I stopped this practice perhaps five years ago. If I now see a book I'd like to read, I don't wait to go to buy it, hoping it's in stock, that coming weekend, or whatever. I buy it there and then on my kindle. And, slowly but steadily, I know I am killing the very bookshops that I love. But, on the other hand, I have read the book long before I might have forgotten about it and perhaps found my attention seized by something else. Good news for the author, sort of good news for me, utterly disastrous news for the bookshop, landlord and tenant. And also for the bookshop's staff and also, marginally in the specific but disastrously in the trend for those who might once have sold me a train ticket, driven the train, poured me a pint and/or cooked or served me lunch along the way. 

This was all nonetheless long term trend before March 23rd. As I suspect had been people getting the train to work from Croy, as opposed to driving, before the tanker drivers strike 2000. But it is a trend prescribed steroids by the lockdown over the last four months. Just as it happened in 2000.

There will be no going back to the big city centre white collar workplaces. Once it has been worked out that, thanks to modern technology,  they are not needed, as people can work from home, then they will die away. More concerningly still, once it has been worked out that there has been no particular need at all to call on the services of some of  those (prepared to be) working from home...? The private sector will get this pretty quickly. The public sector eventually. 

But the wider knock on from this? For sandwich bars at lunchtime to other bars at tea time. For the  trains and planes and, if not automobiles, then certainly petrol stations? For jannies and cleaners and receptionists and commissionaires. For railway and bus station shops and early morning train and bus drivers? We are in a whole new world. 

Some of this is limited good news. If I worry that an electric car wouldn't take me very far? What does it matter if I won't need to go very far anyway?

But in other respects.

So here are my modest suggestions,

1. All planning permission in towns and cities, conservation status aside, should be deemed agreed residential in addition to any existing permitted use. If town and city centres are to survive it can only be by encouraging people to live there. That requires urgent action.  Bureaucratic obstacles to that are madness.

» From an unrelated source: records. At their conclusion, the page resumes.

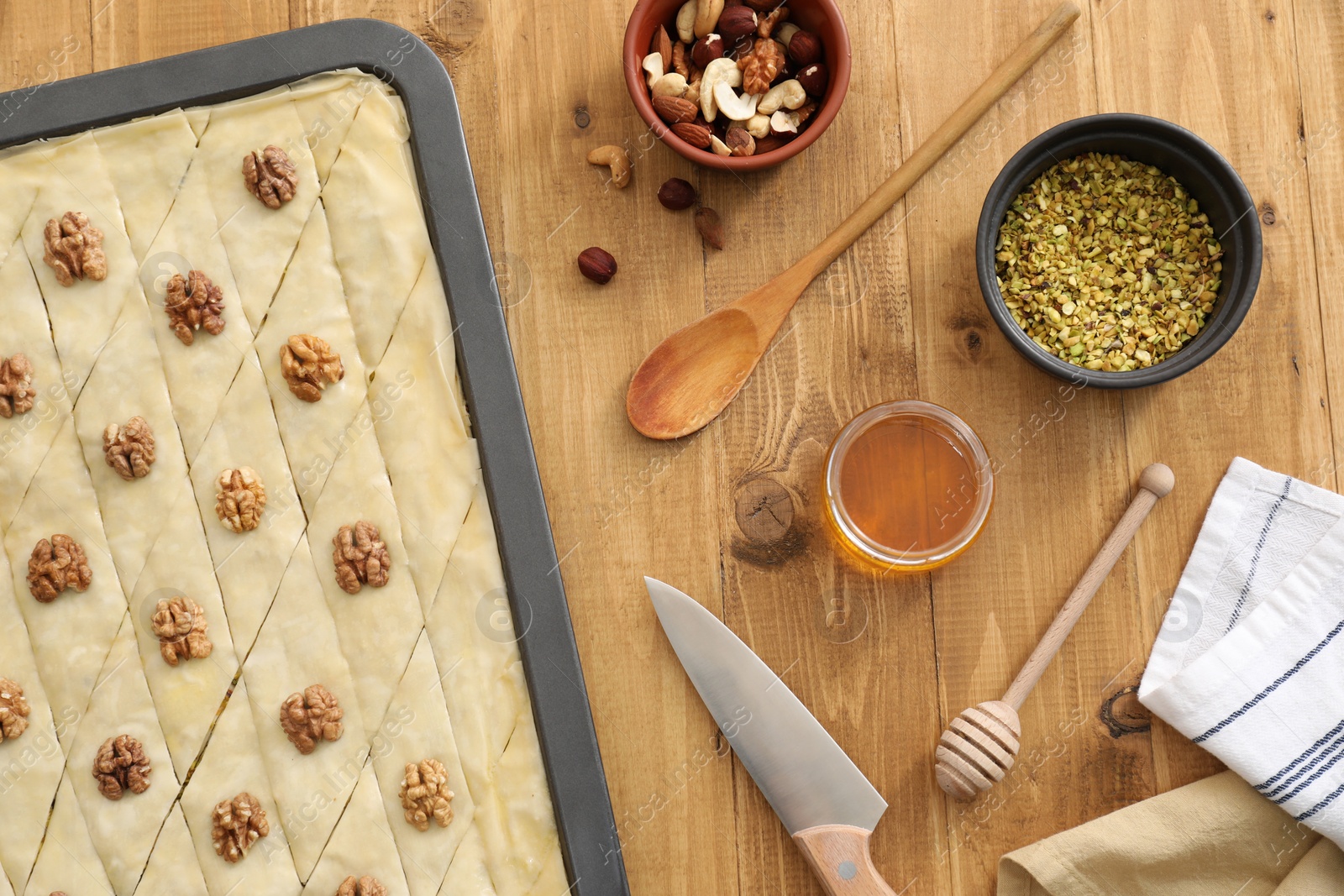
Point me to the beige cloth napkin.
[999,771,1344,896]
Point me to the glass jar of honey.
[822,401,995,571]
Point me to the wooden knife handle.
[793,825,896,896]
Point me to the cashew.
[744,114,770,139]
[714,81,761,121]
[643,52,664,90]
[694,0,723,38]
[701,56,742,121]
[757,78,808,116]
[676,0,697,43]
[589,144,632,190]
[654,71,693,97]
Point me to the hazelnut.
[795,62,831,97]
[580,246,616,284]
[717,7,757,43]
[690,34,724,69]
[788,31,822,67]
[659,177,696,211]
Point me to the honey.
[825,401,993,569]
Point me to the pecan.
[332,520,392,594]
[164,270,224,345]
[150,594,215,666]
[210,791,270,862]
[215,466,266,535]
[280,333,345,401]
[336,874,387,896]
[102,417,155,482]
[42,211,108,286]
[280,685,345,757]
[244,146,298,208]
[738,38,784,94]
[401,759,453,831]
[0,676,29,743]
[92,735,150,799]
[0,352,38,419]
[29,535,92,603]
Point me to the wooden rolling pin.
[934,464,1176,799]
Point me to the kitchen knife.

2.Since in the modern economy a driving licence is a better route to a job than many college degrees, driving lessons, 21 to 24, should be free, As should be the driving test.

3. Non domestic rates liability should be calculated by virtue of revenue derived on and from the site. With transparency a legal obligation. I get this is a big task but it is an essential one. City centre stores paying higher rates bills than distribution sites operating online are simply city centre stores who will eventually close. 

4. "Job creation" can't just be "employment creating". If there are to be public, or,  publicly funded, private sector, job creation schemes, they must have defined objectives and, in the private sector at least, be able to show some sort of business (or time limited project) plan. This will inevitably involve government picking potential winners but should also involve inviting those winners to get filthy rich if they create real long term jobs.

I started this blog yesterday. I wish I had taken a further photo tonight. Next to my office there is a Wetherspoon's pub. We've been conscious over the last few days that their staff have been back in planning to reopen. Today they did and, as I left my work tonight, I stuck my head in the door. There were a number of customers sitting socially distanced and looking hardly enthusiastic about their experience. Most looked more likely to be about to go home than to order a meal or another round. If this was a remotely profitable enterprise I'd be astonished. 

What is to come is going to be grim, really grim.